The common view of surround suppression is that it is mostly due

The common view of surround suppression is that it is mostly due to intracortical inhibition (Haider et al., 2010). However, others think that it operates through withdrawal of intracortical excitation (Ozeki et al., 2009). Perhaps intracortical excitation amplifies maximally the responses to stimuli that are small and have low contrast, and surround suppression is a loss

in this amplification. The traveling waves may reflect this amplification, and their disappearance at high contrast would be synonymous Selleckchem PF 01367338 with the appearance of surround suppression. To summarize, perhaps traveling waves participate both in facilitation (through their presence) and in suppression (through their absence). Indeed, long-range stimulus interactions turn from overall facilitatory at low contrast to overall suppressive when there is high contrast in a large region of visual space (Cavanaugh et al., 2002a; Kapadia et al., 1999; Polat et al., 1998; Sceniak ISRIB cell line et al., 1999). This idea is in line with the normalization model, a quantitative framework that can describe both facilitatory and suppressive stimulus interactions. In the model, the responses of neurons result from a division: in the numerator, there are signals from a region of space that drive the neuron, and in the denominator, there is a constant plus the signals

from the normalization pool (Carandini and Heeger, 2012). If the regions of space driving the numerator and denominator are suitably wide, normalization accounts for crotamiton multiple aspects of long-range stimulus interactions (Bonin et al., 2005; Cavanaugh et al., 2002b; Chen et al., 2001; Schwartz and Simoncelli, 2001). When overall contrast is high, the signals in the denominator reduce gain and limit the extent of spatial integration. Conversely, when overall contrast is low, the signals from the normalization pool are small relative to the constant in the denominator and do little to reduce gain and limit spatial integration.

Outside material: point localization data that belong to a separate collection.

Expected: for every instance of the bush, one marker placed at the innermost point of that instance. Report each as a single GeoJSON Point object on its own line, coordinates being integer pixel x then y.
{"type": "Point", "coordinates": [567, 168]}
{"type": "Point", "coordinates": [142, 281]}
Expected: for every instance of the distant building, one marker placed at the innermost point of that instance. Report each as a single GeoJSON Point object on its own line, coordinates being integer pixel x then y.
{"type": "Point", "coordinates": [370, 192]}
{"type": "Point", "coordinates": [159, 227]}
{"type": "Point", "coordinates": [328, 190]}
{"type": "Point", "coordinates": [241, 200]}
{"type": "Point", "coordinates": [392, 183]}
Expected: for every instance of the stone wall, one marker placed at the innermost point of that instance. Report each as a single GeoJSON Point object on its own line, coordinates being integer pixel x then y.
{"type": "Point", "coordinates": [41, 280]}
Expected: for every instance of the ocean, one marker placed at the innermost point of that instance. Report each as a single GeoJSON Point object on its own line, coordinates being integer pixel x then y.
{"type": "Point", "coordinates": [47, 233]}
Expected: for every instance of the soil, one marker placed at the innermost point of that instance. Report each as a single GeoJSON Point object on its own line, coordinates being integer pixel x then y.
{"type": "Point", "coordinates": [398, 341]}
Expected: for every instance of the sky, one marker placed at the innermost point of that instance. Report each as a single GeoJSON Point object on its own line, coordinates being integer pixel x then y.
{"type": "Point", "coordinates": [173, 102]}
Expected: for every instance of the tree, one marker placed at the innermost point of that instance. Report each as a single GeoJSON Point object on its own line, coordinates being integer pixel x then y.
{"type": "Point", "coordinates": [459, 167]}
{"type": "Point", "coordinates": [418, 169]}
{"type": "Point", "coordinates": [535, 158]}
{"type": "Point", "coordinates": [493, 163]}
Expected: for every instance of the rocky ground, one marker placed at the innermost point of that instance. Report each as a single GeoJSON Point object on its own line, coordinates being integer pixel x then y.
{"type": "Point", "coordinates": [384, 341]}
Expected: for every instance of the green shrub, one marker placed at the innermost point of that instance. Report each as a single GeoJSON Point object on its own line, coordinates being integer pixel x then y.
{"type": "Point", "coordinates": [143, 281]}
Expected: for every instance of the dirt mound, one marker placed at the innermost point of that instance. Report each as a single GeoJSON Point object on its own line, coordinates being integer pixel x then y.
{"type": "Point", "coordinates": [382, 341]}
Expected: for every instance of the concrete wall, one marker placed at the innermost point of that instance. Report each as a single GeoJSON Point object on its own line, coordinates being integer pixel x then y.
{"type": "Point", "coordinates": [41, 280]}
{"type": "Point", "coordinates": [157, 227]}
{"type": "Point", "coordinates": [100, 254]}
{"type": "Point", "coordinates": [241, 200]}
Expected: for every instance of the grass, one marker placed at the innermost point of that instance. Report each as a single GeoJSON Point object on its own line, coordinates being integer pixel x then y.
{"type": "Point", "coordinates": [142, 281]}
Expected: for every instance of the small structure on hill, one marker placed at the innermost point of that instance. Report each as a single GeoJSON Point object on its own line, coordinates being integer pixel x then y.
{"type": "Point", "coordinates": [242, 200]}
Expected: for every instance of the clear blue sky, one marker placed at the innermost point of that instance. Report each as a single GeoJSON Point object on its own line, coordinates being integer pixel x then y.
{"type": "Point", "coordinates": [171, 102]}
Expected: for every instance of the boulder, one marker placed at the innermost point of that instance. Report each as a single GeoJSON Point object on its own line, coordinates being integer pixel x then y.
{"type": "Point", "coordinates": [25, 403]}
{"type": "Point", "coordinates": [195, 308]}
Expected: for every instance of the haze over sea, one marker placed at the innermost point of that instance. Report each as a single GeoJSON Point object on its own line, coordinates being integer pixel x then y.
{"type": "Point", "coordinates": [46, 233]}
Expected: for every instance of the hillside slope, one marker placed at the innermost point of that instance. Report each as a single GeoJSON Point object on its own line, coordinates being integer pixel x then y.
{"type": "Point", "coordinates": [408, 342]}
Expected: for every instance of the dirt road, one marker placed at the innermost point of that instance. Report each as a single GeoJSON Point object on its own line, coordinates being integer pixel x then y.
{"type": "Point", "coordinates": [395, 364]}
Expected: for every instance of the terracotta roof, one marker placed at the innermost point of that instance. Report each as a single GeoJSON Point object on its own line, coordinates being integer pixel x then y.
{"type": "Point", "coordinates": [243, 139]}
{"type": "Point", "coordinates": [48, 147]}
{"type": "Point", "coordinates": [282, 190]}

Indeed, an imaging study

showed that the traveling waves are well described by a common implementation of the normalization model (Sit et al., 2009). This study used VSD imaging to measure V1 responses to a small, briefly flashed stimulus (Figure 7). The time to peak of these responses was progressively delayed at greater distances from the center of activation, consistent with a traveling wave (Figure 7C). These data were fit by a version of the normalization model in which the divisive interaction is mediated by a resistor-capacitor circuit (Figure 7A). Increasing the conductance of this circuit causes not only a divisive reduction of response gain but also a shortening of response latency (Carandini and Heeger, 2012). This effect is largest at the center of the stimulated region, where local contrast is highest. The responses at the center therefore rise at a faster rate than those at the periphery.